The profoundly disgusting spectacle of so-called evangelical leaders fawning over an angelic-looking (eyes closed, hands folded at his belt) Trump at Mar-a-Lago last week was so repulsive to any thinking and/or genuine person of faith as to provoke an involuntary and spontaneous full omnidirectional gastrointestinal tract cleanse, requiring a swift replacement of a whole new outfit, from top to bottom.
Those hypocritical charlatans on that stage are the antithesis of genuine religious faith, as reluctant as most public officials, including authentic religious ones, may be to report that. So, of course, also are their stupefied followers.
They are Elmer Gantrys, snake oil salesmen, and con artists whose affinity to Trump is that he shares these traits with them 100 percent. They are all thieves with no legitimate claim to holiness or anything associated with a genuine appeal to the divine. These are just the kinds of Philistines that Jesus of Nazareth railed against according to the Biblical record.
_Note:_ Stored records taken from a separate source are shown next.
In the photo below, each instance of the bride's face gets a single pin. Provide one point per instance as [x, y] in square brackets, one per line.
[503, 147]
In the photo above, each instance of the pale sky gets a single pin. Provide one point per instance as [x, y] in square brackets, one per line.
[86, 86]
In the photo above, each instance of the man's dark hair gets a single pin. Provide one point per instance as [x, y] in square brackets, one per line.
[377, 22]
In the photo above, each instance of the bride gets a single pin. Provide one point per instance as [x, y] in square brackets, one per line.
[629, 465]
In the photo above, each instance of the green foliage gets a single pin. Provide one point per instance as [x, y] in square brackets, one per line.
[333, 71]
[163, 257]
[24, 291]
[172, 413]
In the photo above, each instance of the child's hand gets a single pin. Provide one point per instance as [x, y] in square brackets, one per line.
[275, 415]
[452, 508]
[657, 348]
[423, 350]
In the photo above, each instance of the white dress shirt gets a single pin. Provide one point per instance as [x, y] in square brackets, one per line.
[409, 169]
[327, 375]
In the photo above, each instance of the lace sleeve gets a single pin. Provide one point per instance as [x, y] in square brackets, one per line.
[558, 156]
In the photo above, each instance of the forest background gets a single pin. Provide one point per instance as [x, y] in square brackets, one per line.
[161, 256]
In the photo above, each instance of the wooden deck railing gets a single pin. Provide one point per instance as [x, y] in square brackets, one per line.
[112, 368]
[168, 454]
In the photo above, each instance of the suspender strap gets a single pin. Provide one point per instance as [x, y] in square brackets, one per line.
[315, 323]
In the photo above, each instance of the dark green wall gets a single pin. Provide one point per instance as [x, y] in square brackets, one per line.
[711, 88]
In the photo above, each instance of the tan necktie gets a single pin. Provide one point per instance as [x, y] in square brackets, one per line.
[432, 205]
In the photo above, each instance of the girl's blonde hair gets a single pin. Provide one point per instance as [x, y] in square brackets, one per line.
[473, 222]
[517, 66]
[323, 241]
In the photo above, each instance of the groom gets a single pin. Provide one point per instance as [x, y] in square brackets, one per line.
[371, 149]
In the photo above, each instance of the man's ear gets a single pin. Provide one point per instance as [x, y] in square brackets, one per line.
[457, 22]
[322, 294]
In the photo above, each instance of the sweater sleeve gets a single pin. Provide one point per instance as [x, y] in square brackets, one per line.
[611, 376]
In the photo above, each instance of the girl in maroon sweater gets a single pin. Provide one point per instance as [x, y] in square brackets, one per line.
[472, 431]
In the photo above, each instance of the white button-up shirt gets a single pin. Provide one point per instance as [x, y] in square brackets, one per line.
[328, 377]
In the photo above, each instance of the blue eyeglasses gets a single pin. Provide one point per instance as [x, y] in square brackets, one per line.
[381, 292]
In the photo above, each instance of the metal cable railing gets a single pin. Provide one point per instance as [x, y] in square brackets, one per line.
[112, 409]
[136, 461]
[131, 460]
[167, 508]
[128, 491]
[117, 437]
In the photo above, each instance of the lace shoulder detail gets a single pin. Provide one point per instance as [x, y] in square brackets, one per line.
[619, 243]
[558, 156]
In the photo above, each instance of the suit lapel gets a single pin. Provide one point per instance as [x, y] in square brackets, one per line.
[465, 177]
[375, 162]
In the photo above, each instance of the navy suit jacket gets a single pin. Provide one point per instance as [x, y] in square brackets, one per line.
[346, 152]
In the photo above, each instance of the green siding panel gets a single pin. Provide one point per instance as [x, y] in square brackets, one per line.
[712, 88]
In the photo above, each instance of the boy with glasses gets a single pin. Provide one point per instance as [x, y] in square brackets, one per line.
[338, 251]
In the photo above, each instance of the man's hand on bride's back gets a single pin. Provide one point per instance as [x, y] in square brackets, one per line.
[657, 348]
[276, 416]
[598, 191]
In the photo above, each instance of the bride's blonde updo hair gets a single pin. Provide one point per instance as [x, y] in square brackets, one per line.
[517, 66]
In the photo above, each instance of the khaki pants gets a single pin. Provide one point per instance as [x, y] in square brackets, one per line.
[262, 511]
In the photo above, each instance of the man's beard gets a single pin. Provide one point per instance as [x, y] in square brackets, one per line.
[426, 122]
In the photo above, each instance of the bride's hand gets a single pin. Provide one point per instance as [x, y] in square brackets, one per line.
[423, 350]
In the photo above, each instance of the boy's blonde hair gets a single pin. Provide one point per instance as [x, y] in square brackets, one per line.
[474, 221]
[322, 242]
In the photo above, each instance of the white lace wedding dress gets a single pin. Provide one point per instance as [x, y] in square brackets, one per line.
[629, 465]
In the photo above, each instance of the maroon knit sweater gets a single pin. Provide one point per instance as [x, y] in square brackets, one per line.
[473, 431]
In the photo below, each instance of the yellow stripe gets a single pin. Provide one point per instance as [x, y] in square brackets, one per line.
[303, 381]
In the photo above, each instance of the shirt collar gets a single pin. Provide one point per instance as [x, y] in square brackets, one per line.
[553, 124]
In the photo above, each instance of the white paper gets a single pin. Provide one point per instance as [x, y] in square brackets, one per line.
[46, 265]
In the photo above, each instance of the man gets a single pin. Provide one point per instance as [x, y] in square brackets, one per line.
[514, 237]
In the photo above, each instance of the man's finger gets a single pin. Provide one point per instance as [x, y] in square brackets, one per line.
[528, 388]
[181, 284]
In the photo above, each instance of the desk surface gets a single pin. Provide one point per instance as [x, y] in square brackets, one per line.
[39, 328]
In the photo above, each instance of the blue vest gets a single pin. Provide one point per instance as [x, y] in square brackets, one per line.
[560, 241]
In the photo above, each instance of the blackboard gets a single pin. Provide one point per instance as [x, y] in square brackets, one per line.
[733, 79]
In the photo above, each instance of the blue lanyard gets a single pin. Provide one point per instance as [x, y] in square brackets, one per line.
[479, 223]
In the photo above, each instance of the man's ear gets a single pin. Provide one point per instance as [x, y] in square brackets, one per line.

To them, with their churches’ tax exempt status, religion is about conning people into coughing up big bucks, and for the likes of veteran fraud Jim Bakker, warning his suckers that they won’t get into heaven if they don’t support Trump.
They draw big crowds with their cons, because unsuspecting people, on the one hand, are looking for something that connects them and their human experience to the impossibly vast cosmos that this tiny planet spins around in. On the other hand, this fake religion lets their flocks off the hook, promising them eternal salvation for, well, almost nothing except their money.
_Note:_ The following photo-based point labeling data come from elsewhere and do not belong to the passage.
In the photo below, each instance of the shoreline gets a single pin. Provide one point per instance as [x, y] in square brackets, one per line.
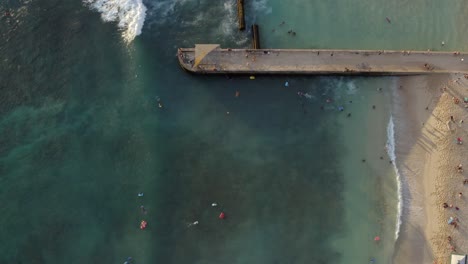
[427, 156]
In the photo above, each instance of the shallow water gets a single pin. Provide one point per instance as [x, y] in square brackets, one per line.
[82, 134]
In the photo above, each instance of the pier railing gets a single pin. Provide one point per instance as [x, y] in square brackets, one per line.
[211, 59]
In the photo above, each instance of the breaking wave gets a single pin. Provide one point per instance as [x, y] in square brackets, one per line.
[129, 15]
[392, 155]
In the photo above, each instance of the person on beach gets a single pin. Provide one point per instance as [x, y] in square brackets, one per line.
[143, 209]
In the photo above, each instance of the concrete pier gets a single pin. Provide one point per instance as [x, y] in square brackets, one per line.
[211, 59]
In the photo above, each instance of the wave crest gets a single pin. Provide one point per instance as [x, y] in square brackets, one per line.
[129, 15]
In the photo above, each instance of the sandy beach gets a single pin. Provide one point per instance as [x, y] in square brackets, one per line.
[427, 156]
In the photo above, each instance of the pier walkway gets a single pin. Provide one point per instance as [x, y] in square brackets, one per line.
[211, 59]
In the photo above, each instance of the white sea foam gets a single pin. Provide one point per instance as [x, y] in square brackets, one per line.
[391, 154]
[129, 15]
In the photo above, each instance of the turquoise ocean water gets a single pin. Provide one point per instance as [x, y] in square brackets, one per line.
[82, 133]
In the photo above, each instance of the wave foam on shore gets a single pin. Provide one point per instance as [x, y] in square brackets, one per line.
[129, 15]
[391, 153]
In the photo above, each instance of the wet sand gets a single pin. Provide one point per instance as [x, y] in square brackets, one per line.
[427, 155]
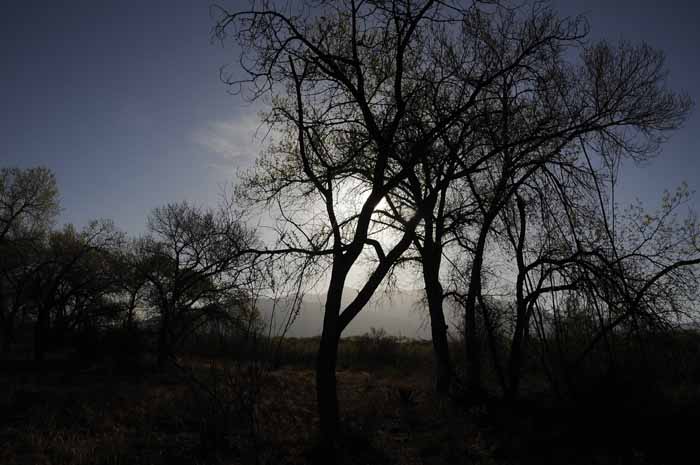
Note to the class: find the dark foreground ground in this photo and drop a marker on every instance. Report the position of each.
(201, 413)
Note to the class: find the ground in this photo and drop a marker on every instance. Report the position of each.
(204, 412)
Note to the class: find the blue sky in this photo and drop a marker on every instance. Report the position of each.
(122, 99)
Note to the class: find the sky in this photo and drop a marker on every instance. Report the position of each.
(122, 100)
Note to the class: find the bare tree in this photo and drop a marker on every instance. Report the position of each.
(192, 260)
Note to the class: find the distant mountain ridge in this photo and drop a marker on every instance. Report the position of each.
(399, 313)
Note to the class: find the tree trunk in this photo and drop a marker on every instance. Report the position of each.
(326, 392)
(41, 330)
(164, 349)
(438, 326)
(516, 355)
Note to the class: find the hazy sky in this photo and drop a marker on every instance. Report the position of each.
(122, 99)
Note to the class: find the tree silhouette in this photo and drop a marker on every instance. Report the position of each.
(415, 103)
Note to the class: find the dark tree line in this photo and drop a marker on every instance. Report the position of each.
(479, 140)
(185, 272)
(477, 143)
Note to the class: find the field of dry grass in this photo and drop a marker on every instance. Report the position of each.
(214, 412)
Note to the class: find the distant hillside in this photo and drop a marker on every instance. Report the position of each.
(400, 313)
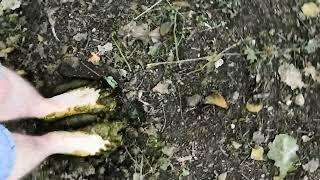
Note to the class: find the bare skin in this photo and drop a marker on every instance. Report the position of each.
(18, 99)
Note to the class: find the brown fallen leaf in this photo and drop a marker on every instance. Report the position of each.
(94, 59)
(216, 99)
(181, 4)
(155, 35)
(254, 107)
(257, 153)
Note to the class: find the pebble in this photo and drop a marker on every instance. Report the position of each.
(299, 100)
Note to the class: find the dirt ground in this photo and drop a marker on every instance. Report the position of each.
(165, 103)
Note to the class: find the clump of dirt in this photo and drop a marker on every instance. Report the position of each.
(167, 57)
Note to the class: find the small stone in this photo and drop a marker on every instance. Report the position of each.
(291, 76)
(223, 176)
(258, 137)
(299, 100)
(305, 138)
(194, 100)
(218, 63)
(257, 153)
(236, 145)
(310, 9)
(311, 166)
(80, 36)
(162, 87)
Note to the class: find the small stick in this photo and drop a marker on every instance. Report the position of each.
(205, 58)
(147, 10)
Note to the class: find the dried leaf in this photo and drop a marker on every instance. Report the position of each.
(216, 99)
(257, 153)
(94, 59)
(162, 87)
(236, 145)
(312, 46)
(290, 75)
(310, 9)
(311, 166)
(80, 36)
(251, 54)
(283, 152)
(254, 107)
(223, 176)
(155, 35)
(113, 83)
(168, 150)
(165, 28)
(181, 4)
(105, 48)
It’s the cruelest form of con, trading money and obedience for salvation, and it’s a ruse that’s been around for a very long time.
Its grip on populations is so powerful because life, death and eternity are involved. So much so that the Catholic Church got Galileo to recant his “heresy” that the Earth is not the center of the universe on his deathbed. So much so that when U.S. Founding Father Thomas Paine, author of the pamphlet, “Common Sense” and others credited with being profoundly seminal influences in the American Revolution, later wrote an anti-religious tract, “The Age of Reason,” that even his closest revolutionary allies, many who shared his views in private, dissociated from him such that when he died, only eight people showed up for his funeral (fortunately, Thomas Jefferson was one of them).
So today, our Enlightenment-grounded society finds almost no one in positions of major influence who will call out the heretical freaks on the stage with Trump last week, and their malevolence that their movement is contributing so deeply to the decline and fall of America.
They are not Christians. They are fearmongering sadists who wave Bibles around as the so-called “word of God.” They selectively choose phrases out of context to make their case, which all come down to saying, “Believe me and you will be saved. Don’t and you will be damned.”
In reality, the Bible is a collection of letters and tracts that the early church spent hundreds of years trying to compile to adequately reflect the authentic content of their faith. There was nothing holy about it, in and of itself. Faith is what mattered, the conviction that the Almighty was represented through the life and teachings of Jesus Christ, and that the Holy Spirit followed on to animate and inspire the formation of a church.
True Christian faith as affirmed by the Bible, if I dare say as an honors product of a major graduate seminary, puts the focus on Jesus of Nazarus and what he said and did. The Sermon on the Mount and the parables were at the center of the way in which, according to this faith, God became manifest through him.
This Jesus of Nazareth embodied God’s love extended to the downtrodden and socially-reviled. It was a love that repudiated the hypocrites of his day who bore such a strong resemblance to the frauds on the stage with Trump last week.
Vast numbers of mainstream churches that share these views must step up and do more to speak this truth to power. Our salvation depends on it.